Hocking Iron Furnace
aka
Haydenville Furnace

By Emmett A. Conway, The Olde Forester

Location: Haydenville

Dates: 1856 -

Fuel: Charcoal

Condition: Bluff and level area remains behind company store where furnace was located. Spotted a few of the stones from stack in the foundation of the store in 1978.

Hocking Charcoal Furnace was against the bluff behind the remains of the company store. It predates the store which probably had more than a few of the large stones from the stack in its foundation.

Louise Olinger, former secretary to manager, Mr. Matheney, has written an excellent and complete history of the enterprise. We exerpt her report on the charcoal iron furnace.

“In 1856, a charcoal furnace located at Hanging Rock, Ohio, near Ironton, was purchased and removed by canal boats to this site which then was given the name of Hocking Furnace. The development of the charcoal iron industry attracted the attention of Peter Hayden, Columbus businness man, who was expanding his activities. He owned a line of canal boats which gave him transportation facilities (which were important in those days). He began to buy into the Dille, Brice and Moore Company until finally he was the sole owner. Halleck Hayden, a nephew, was made first manager of the furnace under his ownership.
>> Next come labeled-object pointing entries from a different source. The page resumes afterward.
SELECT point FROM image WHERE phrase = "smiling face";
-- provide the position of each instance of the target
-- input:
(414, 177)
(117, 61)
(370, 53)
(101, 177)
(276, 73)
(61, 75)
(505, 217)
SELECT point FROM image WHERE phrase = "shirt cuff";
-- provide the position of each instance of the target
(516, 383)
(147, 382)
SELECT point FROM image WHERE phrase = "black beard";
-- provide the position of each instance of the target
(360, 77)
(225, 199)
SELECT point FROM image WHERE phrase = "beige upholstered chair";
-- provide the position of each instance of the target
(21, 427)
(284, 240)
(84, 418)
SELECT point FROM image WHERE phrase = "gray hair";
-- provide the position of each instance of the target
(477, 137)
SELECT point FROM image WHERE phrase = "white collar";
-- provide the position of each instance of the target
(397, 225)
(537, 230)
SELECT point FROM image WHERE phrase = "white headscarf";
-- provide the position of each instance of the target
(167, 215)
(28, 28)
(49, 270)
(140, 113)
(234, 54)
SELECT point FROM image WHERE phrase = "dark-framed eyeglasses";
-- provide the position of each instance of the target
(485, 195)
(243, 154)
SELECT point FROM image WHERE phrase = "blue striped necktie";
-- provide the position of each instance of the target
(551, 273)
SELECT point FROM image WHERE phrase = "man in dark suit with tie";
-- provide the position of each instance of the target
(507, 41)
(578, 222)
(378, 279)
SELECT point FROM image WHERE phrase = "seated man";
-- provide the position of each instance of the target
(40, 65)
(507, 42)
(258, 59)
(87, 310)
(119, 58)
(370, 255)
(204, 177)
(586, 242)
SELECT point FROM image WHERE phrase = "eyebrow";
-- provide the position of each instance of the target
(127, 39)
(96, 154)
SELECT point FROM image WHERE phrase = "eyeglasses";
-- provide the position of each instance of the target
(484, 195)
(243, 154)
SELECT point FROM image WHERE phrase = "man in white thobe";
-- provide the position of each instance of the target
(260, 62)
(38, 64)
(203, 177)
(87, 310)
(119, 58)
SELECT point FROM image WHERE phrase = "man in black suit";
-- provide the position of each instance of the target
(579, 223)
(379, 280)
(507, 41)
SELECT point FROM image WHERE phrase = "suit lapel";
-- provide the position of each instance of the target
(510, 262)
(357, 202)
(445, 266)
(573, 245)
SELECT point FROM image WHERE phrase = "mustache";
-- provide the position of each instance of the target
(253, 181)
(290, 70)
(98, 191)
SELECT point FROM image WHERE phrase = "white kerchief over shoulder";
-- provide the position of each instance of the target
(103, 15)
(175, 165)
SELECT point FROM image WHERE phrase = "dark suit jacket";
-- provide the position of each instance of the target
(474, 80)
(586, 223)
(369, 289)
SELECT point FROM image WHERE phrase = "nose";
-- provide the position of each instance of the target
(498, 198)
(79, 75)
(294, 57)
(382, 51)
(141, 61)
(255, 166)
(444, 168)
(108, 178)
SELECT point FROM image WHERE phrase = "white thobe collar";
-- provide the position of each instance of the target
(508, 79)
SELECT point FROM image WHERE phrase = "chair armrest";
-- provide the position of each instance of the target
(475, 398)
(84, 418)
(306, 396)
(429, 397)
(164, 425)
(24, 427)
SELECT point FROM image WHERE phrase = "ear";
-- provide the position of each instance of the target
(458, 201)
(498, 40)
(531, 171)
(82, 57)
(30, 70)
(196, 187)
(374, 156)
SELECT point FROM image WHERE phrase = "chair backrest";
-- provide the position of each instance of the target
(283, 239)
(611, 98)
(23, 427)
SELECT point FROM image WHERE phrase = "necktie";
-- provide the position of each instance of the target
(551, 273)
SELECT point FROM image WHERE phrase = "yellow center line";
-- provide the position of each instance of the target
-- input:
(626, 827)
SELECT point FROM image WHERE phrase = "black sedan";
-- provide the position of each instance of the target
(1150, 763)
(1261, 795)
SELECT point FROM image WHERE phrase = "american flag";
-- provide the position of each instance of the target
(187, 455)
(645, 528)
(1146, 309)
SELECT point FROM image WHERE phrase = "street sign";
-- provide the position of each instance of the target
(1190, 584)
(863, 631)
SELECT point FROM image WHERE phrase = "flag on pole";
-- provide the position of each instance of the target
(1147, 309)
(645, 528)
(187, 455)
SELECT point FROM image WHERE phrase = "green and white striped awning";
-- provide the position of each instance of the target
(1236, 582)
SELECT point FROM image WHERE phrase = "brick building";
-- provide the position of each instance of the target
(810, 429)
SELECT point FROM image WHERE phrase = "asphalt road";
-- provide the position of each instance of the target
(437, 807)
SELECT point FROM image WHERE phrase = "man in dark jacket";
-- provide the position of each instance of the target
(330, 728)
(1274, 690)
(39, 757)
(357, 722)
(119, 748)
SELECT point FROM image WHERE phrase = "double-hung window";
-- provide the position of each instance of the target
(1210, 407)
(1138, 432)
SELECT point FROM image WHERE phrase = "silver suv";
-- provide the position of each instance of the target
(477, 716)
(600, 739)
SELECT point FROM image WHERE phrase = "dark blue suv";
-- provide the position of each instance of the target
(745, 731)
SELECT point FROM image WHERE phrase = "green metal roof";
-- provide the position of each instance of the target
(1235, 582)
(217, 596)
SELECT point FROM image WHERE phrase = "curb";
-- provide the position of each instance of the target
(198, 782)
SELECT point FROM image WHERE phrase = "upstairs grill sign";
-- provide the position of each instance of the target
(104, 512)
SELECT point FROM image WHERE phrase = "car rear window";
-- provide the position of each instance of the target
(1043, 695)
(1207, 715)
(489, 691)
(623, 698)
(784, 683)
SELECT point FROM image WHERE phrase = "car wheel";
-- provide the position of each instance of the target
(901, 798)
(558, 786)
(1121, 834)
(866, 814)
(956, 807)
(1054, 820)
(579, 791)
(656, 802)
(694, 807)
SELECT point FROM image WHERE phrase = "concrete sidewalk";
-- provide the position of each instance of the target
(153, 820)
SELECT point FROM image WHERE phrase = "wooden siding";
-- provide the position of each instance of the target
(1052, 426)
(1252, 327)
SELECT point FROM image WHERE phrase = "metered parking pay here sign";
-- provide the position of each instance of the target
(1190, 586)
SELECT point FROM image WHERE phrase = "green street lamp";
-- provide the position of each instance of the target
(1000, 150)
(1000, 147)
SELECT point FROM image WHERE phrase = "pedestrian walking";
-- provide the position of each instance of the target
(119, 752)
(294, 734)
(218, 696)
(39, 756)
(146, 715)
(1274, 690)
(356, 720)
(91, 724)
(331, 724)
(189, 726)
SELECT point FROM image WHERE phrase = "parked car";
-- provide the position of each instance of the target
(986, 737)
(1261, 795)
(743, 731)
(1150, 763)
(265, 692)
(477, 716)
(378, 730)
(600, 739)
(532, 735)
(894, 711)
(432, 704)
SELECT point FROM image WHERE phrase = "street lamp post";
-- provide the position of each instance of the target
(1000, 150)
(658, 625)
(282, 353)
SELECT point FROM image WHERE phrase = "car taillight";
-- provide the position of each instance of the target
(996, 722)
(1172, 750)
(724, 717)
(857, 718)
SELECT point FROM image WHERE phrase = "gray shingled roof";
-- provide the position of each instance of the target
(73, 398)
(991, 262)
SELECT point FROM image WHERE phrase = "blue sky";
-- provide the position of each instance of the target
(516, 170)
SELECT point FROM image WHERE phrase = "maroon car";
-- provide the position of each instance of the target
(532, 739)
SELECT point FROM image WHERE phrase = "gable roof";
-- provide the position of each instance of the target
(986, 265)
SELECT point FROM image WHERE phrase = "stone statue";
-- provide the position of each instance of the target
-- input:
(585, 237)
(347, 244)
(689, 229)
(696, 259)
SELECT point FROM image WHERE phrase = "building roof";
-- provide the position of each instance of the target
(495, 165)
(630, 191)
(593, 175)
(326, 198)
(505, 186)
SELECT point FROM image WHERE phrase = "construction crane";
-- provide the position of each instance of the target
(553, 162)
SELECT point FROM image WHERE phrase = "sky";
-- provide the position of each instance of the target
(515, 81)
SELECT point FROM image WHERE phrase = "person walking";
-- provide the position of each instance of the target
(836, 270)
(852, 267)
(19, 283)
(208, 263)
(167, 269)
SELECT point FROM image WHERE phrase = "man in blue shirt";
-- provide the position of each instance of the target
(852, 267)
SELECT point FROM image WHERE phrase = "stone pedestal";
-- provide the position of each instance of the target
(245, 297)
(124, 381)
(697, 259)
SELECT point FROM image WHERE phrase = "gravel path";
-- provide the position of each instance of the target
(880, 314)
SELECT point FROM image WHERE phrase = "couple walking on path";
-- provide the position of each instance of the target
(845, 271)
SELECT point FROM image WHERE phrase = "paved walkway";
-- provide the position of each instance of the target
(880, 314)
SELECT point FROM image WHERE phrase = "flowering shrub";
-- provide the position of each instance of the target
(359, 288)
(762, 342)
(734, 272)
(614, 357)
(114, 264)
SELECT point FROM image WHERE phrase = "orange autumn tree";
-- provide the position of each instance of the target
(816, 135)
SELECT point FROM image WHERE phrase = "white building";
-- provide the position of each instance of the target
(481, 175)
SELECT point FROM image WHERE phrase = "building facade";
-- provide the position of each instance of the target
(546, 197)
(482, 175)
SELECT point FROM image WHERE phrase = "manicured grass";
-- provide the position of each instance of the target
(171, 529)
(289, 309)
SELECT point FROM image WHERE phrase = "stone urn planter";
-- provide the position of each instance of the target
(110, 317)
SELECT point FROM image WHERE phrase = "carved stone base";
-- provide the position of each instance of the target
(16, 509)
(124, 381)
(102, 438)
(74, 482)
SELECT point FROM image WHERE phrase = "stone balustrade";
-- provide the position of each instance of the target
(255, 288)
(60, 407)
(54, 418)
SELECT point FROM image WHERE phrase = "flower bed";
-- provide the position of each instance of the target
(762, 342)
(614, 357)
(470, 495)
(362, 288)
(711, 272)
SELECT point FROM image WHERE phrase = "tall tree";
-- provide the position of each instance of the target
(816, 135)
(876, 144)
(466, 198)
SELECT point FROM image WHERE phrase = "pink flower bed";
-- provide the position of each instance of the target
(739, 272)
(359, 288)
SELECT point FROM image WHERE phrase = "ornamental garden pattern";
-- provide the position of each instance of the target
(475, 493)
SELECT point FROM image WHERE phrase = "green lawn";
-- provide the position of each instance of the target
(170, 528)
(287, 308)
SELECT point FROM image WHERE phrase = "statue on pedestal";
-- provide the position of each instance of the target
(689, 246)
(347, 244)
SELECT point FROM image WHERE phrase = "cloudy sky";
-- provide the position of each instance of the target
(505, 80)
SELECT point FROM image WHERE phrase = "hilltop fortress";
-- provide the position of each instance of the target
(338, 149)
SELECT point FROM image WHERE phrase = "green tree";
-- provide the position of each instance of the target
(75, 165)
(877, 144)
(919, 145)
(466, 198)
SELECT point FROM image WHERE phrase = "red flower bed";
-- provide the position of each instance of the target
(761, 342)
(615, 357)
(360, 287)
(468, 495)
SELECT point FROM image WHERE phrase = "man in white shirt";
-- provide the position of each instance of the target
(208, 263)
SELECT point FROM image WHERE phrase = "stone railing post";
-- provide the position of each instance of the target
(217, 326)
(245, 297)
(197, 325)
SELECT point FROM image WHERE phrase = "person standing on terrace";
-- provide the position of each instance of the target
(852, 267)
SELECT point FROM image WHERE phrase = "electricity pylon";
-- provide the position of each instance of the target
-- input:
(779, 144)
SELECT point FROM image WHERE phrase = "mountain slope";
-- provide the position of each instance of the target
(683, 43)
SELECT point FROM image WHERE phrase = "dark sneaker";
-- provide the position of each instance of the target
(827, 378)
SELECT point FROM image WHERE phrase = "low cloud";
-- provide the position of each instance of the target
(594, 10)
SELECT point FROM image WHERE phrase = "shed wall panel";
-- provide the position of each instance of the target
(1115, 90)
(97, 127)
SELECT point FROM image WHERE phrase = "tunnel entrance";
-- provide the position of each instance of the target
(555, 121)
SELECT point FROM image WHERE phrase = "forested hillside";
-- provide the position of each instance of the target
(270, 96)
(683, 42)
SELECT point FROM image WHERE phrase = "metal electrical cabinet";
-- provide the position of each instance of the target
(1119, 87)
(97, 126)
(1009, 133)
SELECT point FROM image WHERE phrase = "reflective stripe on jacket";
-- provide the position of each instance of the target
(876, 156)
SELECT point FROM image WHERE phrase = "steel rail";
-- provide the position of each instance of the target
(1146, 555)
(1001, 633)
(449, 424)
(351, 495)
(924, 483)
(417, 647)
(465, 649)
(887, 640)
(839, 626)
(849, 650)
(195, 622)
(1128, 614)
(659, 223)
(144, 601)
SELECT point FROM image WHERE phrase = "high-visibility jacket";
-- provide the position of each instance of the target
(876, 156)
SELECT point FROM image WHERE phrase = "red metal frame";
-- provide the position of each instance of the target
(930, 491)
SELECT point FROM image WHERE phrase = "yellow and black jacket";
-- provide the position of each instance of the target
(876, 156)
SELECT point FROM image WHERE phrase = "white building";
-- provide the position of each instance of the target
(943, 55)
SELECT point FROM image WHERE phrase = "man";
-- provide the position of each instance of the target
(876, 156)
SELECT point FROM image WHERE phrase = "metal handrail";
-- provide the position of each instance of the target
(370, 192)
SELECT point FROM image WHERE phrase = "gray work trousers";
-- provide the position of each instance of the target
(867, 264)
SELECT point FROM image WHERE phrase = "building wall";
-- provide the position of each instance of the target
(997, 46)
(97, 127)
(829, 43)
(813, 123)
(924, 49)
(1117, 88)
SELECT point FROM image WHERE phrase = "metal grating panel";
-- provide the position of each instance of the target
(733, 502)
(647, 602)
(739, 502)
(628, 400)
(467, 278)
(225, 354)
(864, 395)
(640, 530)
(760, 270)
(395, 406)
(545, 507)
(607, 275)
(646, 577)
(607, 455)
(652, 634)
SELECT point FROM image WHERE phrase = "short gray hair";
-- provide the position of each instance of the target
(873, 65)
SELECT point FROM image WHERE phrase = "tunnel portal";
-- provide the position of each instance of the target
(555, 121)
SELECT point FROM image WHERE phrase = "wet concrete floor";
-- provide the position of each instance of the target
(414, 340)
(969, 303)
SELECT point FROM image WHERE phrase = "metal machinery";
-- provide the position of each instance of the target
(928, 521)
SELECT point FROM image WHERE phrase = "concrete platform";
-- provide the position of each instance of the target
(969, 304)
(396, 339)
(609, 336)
Charcoal fuel was manufactured in the hills and valleys surrounding the respective plants which were in operation for many years, but with new developments in the iron manufacturing industry, they made way for more progressive methods.”

Haydenville, Ohio, a few miles down the Hocking River from the county seat of Logan is on THE NATIONAL REGISTER OF HISTORIC PLACES because it is a unique company village whose owners developed and promoted vitrified ceramic building materials for a variety of architectural uses---not because of it being the site of the most northerly of the Hanging Rock Iron Region blast furnaces.

The small village, bypassed by U.S. Route 33, is one of the tourist attractions of Hocking County. Most unusual are the demonstration houses which are still occupied. There is a church devotedly and attractively fashioned from company tile as a product advertisement. One house is perfectly round. Sad to say, there are only remnants of the company headquarters building. This held company offices, store, theater, infirmary, etc. Style was eclectic: Gothic, Spanish, Georgian. The architects from Ohio University went nuts when they saw the building before someone cleared part of it away to manufacture wood pallets. The late Reverend John Lloyd Evans, helping me conduct a trip for the architectural professors from Ohio University, said that Manager, C. S. Matheney, would stand on the Spanish balcony and tell the assembled workers why they couldn’t have a raise. The company houses are of varied design. Some had sewer pipe tile in the gable ends for decorations. Visiting architects promptly dubbed the style, “Sewer Pipe Gothic." We don’t wish to belittle the place for it was truly a clever unique business venture. It has been studied and documented in scholarly circles and was a very clever business enterprise.